Sound: Traveling Sound Waves

traveling and standing waves.

To show the displacement s( x, t ) of a traveling sound wave as a function of position x and time t, we use either a sine function or a cosine function. Below we use a cosine function to produce a traveling sound wave in the simulation that shows how the displacement of the elements of the wave vary with time.

Below the traveling longitudinal wave are graphs that illustrate the relationship between the displacement of the elements of the wave and the air pressure at any position along the wave. Note that the displacement and pressure variations are 90 degrees out of phase. For example, the pressure variation at any point along the wave is zero when the displacement there is an extremon (maximum or minimum).

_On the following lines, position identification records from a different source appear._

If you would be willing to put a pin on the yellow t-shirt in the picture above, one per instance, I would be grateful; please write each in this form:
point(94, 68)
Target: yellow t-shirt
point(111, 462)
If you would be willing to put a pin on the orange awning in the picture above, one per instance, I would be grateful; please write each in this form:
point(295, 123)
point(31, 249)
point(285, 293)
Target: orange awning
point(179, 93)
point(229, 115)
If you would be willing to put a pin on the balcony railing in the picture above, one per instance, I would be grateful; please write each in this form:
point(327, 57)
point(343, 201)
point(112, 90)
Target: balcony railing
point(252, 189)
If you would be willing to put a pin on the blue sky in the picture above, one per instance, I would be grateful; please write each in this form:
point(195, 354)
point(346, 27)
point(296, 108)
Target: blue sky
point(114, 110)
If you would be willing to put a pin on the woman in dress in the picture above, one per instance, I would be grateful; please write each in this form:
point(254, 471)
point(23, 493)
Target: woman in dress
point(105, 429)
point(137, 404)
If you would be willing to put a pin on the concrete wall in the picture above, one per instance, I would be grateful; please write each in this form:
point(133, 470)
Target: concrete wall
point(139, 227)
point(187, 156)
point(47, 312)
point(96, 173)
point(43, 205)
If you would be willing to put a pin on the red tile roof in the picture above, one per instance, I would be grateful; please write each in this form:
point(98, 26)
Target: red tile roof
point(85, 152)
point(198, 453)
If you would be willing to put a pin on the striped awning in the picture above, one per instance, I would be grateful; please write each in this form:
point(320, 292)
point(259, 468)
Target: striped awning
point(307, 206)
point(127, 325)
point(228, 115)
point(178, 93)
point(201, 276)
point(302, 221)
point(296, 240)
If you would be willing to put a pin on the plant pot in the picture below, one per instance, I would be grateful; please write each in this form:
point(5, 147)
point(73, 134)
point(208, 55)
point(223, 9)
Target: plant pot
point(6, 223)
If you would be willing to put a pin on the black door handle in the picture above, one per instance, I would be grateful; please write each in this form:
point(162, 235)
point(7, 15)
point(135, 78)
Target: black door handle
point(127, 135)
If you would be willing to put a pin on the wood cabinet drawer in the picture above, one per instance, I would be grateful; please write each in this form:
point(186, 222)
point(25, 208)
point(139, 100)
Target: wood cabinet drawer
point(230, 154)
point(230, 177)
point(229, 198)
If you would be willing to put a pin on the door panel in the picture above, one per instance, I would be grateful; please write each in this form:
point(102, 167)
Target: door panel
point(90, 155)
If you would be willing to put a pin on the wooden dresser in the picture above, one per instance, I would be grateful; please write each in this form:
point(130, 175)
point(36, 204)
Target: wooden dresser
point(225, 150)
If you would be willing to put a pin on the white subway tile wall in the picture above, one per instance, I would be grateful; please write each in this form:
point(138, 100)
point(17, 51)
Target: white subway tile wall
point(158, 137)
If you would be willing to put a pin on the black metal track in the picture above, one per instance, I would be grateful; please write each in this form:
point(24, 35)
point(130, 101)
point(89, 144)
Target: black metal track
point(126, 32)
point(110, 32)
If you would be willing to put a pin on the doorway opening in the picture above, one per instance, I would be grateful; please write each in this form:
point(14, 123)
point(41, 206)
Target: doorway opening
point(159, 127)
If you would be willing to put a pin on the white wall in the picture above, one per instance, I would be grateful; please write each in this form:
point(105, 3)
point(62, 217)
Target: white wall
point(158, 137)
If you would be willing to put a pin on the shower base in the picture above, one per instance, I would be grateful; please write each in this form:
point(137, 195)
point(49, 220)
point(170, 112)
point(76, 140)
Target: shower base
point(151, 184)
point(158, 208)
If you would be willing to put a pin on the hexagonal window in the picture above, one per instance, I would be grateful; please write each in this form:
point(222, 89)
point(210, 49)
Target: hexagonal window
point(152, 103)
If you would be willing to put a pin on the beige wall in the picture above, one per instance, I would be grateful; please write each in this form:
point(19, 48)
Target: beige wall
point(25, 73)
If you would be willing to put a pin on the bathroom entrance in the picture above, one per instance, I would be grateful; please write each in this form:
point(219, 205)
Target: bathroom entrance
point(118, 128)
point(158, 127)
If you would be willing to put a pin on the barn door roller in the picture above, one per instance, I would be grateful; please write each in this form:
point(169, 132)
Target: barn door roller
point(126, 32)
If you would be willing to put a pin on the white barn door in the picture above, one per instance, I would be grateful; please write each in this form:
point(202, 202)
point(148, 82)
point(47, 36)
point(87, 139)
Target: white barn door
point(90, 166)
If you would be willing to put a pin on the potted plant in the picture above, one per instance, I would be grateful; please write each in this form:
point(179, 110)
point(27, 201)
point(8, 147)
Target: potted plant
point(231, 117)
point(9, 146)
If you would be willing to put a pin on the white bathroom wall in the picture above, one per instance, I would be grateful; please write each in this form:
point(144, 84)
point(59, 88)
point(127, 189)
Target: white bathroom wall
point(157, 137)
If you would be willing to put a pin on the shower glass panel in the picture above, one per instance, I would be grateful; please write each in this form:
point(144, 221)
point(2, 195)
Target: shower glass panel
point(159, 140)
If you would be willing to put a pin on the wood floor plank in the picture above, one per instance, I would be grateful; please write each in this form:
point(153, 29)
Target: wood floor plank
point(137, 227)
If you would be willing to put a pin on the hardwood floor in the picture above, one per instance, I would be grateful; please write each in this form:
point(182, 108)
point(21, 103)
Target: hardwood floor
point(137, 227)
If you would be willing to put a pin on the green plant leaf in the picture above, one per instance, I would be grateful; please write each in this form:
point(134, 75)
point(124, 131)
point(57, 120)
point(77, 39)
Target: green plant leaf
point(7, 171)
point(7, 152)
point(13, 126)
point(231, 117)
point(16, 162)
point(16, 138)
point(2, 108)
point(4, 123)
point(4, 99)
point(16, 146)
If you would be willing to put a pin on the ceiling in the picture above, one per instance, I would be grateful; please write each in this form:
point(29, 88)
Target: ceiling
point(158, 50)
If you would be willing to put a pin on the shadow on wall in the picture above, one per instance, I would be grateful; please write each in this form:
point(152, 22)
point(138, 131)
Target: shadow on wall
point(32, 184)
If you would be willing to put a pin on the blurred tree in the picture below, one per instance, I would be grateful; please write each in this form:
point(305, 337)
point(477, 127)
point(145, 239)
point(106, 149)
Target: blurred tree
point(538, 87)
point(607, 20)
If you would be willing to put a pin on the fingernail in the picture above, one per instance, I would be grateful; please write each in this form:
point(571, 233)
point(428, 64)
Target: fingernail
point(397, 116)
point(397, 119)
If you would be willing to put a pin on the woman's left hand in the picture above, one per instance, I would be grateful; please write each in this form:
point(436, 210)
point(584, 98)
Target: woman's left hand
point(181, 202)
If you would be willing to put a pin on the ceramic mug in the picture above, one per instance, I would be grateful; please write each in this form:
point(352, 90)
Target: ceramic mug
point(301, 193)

Experiment with the simulation to get a better understanding of this relationship. Pause the simulation when the displacement of the elements in the yellow box is a maximum, minimum, or zero.

  Below is a simulation of how to produce a standing longitudinal Wave. Standing longitudinal waves are produced when two waves that are traveling in opposite directions with the same amplitude and wavenumber combine.

Experiment with the simulation to develop a better understanding of standing waves. Set the wavenumber and amplitude values to be the same for the first two oppositely traveling waves (blue and green plots). These two waves are added to form the standing wave in the bottom red plot.

  How is this qualitatively different from a traveling wave? Focus on the motion in time of one part of the waveform. Do parts of a traveling wave ever reach the maximum the same amplitude? Is this the case for a traveling wave?

Adjust the wavenumber and phase to change the position of the displacement nodes (places where the displacement is always zero). What happens if the two waves that are being added don not have: the same wavelength? the same amplitude?